Case Name: The People of the State of New York, Respondent, v. Michael Rice, Appellant; The People of the State of New York, Respondent, v. Charles Mehr, Appellant
Court: New York Court of Appeals
Jurisdiction: New York
Decision Date: 1977-04-26
Citations: 41 N.Y. 1018
Docket Number: 
Parties: The People of the State of New York, Respondent, v Michael Rice, Appellant. The People of the State of New York, Respondent, v Charles Mehr, Appellant.
Judges: 
Reporter: New York Reports
Volume: 41
Pages: 1018–1019

Head Matter:
The People of the State of New York, Respondent, v Michael Rice, Appellant. The People of the State of New York, Respondent, v Charles Mehr, Appellant.

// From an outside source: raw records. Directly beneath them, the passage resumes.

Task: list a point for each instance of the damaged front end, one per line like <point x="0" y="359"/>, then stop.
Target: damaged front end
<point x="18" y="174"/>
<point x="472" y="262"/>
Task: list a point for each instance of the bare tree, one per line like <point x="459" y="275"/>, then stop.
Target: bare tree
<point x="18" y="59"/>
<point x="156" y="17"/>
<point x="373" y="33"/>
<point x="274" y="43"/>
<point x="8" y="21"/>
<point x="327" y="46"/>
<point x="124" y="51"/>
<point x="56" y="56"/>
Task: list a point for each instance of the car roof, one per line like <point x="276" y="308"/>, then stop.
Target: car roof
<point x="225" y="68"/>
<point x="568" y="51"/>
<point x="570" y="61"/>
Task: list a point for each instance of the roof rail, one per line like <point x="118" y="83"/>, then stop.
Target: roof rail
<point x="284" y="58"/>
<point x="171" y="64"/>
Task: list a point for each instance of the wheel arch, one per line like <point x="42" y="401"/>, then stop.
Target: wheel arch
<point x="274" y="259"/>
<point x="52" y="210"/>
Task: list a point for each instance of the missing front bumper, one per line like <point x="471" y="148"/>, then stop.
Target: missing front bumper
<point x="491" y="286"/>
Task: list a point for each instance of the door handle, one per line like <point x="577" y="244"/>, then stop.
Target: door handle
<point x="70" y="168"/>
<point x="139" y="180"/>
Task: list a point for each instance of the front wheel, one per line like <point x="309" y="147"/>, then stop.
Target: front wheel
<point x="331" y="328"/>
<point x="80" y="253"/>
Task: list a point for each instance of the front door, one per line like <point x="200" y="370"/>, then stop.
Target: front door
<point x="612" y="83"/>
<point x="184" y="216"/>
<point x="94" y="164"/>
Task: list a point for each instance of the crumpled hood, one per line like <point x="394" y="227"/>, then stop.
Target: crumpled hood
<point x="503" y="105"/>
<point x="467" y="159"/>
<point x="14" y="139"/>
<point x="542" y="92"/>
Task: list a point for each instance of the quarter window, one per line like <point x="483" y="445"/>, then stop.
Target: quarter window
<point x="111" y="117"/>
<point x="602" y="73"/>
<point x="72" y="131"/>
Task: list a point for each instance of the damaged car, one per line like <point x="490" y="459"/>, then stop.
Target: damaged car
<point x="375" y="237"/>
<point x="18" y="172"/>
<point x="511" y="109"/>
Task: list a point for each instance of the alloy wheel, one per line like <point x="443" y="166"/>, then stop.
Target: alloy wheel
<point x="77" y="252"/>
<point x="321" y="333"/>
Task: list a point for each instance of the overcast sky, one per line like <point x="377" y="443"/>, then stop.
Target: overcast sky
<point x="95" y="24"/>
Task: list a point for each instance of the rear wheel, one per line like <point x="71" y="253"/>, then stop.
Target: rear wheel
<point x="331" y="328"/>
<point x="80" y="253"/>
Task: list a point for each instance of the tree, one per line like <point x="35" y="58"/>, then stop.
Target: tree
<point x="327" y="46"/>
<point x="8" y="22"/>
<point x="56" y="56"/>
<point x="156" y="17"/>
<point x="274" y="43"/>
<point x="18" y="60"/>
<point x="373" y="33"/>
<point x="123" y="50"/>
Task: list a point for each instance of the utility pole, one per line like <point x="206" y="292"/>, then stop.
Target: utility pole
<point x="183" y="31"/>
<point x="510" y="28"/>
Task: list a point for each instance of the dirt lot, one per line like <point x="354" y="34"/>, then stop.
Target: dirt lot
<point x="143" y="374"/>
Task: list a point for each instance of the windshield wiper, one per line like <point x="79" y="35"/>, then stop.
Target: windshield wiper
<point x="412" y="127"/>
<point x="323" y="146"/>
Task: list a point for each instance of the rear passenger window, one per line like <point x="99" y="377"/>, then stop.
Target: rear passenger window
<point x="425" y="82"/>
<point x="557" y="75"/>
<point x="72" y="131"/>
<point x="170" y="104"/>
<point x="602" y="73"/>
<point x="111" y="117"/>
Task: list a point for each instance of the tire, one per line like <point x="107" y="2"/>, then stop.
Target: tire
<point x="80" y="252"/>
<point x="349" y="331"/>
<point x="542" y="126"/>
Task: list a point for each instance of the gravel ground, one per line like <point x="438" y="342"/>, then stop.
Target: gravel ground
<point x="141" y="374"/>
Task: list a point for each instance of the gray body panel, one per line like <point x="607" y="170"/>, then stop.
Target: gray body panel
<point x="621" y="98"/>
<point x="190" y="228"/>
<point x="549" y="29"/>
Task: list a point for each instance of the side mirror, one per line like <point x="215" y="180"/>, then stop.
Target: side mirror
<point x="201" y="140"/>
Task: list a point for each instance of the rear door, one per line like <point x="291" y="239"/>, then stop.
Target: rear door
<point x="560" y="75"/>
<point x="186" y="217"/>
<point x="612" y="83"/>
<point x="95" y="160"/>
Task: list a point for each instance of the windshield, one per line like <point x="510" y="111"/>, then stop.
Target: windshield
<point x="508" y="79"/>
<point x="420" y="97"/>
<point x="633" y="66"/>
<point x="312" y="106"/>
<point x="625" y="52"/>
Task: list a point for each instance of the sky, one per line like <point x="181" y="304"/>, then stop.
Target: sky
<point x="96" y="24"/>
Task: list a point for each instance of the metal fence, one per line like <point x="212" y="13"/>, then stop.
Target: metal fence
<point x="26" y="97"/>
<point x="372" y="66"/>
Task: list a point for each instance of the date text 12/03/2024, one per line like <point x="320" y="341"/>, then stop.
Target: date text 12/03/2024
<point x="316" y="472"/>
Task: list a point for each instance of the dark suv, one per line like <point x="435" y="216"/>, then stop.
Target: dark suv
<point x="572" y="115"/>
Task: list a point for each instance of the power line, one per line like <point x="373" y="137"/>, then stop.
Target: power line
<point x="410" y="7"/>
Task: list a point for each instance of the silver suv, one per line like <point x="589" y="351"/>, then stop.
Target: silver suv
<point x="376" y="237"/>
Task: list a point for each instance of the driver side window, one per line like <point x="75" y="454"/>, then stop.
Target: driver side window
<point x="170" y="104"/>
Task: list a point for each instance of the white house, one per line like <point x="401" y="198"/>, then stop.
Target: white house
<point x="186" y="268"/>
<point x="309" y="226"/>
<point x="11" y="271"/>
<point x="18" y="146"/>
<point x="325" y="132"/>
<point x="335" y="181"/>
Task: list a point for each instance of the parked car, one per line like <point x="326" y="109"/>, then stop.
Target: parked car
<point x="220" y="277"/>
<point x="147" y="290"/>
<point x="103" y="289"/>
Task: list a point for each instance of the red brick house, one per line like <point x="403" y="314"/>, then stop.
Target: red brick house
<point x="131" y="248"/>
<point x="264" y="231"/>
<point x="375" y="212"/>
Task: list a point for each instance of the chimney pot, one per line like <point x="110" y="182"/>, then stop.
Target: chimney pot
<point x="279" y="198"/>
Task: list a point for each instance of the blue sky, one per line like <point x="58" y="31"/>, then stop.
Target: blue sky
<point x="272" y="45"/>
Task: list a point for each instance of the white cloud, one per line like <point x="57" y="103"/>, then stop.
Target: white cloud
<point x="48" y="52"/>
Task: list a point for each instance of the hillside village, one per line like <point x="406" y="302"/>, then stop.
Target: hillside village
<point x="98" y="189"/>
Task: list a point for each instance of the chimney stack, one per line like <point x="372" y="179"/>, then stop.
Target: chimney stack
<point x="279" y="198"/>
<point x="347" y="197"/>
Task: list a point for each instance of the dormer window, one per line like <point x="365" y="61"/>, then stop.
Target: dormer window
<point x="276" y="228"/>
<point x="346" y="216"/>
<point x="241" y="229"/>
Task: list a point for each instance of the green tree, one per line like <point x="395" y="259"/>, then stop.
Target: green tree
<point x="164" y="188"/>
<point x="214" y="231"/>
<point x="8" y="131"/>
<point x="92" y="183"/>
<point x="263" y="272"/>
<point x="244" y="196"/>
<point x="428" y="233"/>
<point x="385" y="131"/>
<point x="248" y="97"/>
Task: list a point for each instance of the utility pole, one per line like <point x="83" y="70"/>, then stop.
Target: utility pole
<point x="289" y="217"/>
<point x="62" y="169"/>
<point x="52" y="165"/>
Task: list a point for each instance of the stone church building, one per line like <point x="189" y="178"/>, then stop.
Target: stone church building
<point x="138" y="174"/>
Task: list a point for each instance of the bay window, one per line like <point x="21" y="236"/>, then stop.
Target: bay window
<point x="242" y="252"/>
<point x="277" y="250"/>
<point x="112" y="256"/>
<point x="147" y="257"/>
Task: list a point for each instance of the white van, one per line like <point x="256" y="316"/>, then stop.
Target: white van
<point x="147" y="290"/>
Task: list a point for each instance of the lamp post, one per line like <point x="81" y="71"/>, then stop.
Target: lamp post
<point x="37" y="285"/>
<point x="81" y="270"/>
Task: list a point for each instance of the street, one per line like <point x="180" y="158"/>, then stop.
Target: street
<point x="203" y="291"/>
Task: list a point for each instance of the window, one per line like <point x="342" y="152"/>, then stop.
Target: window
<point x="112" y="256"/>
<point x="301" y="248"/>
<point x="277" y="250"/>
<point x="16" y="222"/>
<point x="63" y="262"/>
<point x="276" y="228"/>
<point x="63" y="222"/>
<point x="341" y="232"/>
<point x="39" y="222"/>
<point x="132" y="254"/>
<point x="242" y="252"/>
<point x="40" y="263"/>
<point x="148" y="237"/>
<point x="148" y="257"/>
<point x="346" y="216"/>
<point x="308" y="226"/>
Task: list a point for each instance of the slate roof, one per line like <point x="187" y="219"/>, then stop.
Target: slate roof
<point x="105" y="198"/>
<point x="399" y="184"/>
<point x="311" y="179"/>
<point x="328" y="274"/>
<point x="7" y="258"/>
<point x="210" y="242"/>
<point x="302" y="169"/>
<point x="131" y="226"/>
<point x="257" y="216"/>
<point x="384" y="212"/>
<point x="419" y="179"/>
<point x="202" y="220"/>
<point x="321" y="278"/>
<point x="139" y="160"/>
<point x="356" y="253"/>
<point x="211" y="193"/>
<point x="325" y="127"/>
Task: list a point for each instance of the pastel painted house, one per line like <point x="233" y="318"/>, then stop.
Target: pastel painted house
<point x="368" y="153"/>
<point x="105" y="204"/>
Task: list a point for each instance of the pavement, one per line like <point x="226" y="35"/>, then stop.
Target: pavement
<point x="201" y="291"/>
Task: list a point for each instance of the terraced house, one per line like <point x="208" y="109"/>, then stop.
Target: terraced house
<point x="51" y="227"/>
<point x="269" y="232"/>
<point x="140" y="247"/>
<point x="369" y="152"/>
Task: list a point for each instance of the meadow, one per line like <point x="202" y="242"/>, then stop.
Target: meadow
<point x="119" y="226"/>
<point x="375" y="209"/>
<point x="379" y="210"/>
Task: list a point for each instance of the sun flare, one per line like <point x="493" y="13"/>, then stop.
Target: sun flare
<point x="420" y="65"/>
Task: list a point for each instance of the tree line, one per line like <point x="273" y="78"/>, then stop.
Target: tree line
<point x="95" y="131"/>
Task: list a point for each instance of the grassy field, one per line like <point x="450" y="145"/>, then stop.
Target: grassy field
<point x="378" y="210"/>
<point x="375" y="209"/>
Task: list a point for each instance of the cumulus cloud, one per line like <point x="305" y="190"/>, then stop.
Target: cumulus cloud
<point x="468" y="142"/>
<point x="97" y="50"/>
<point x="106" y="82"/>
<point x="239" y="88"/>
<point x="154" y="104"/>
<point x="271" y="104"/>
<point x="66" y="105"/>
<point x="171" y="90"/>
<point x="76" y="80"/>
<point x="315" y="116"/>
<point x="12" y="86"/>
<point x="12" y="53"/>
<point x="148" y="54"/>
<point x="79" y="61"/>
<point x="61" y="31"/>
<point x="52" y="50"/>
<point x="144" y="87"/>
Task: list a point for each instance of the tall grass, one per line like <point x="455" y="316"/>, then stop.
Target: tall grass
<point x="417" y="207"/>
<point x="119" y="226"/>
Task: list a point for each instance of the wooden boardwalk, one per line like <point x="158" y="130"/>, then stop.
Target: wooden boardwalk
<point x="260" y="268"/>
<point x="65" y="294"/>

Argued February 11 and March 30, 1977;
decided April 26, 1977
Anna M. Perry, John F. Middlemiss, Jr., and Leon J. Kesner for appellant in the first above-entitled action.
E. Carrington Boggan, Alan J. Azzara and Bruce J. Ennis for appellant in the second above-entitled action.
Henry F. O’Brien, District Attorney (Denis R. Hurley of counsel), for respondent in the first above-entitled action.
Henry F. O’Brien, District Attorney (Kevin J. Crowley of counsel), for respondent in the second above-entitled action.

Opinion:
Per Curiam.
In both of these cases novel and difficult constitutional questions in a field, largely unsettled, come to the court without a trial record and solely on the informations filed. Intermeshed are questions of conduct traditionally treated as criminal and yet, when committed privately and circumspectly, suggestive of an unwarranted interference by the State with the lately recognized and inchoate "penumbral" right of privacy (see, e.g., Griswold v Connecticut, 381 US 479, 484-485; Stanley v Georgia, 394 US 557, 564-568). The solution to these questions should not be determined in the bare outline of a criminal information, especially since divergencies of view, properly, may turn, among other things, on the different degrees of interference with privacy, or better, freedom of conduct, which may be tolerated in an organized society without infringing on a society's right to require conformance to standards which it believes essential to its survival or character. Resolution of these issues may, conceivably, make irrelevant the contentions of defendants that equal protection of the laws is involved.
In one of the cases, there is no specification at all of the place where the acts occurred or whether the two actors were the only ones present. In the other, the information tells us only that the acts occurred in some portion of a public toilet, not otherwise described, and without suggestion whether any others were present before the police burst in. None of these distinctions may turn out to be material. On the other hand, great constitutional issues, and they are present in these cases, should not be determined on appeals from nonfinal orders on a fact complex as stark as one would expect in an abstract question on a bar examination.
Accordingly, the informations having been upheld, the court concludes that the orders should be affirmed, without prejudice, however, to a review or application for review of the issues on the merits when, as, and if defendants, or either of them, are convicted.
Chief Judge Breitel and Judges. Jasen, Gabrielli, Jones, Wachtler, Fuchsberg and Cooke concur in Per Curiam opinion.
In each case: Order affirmed.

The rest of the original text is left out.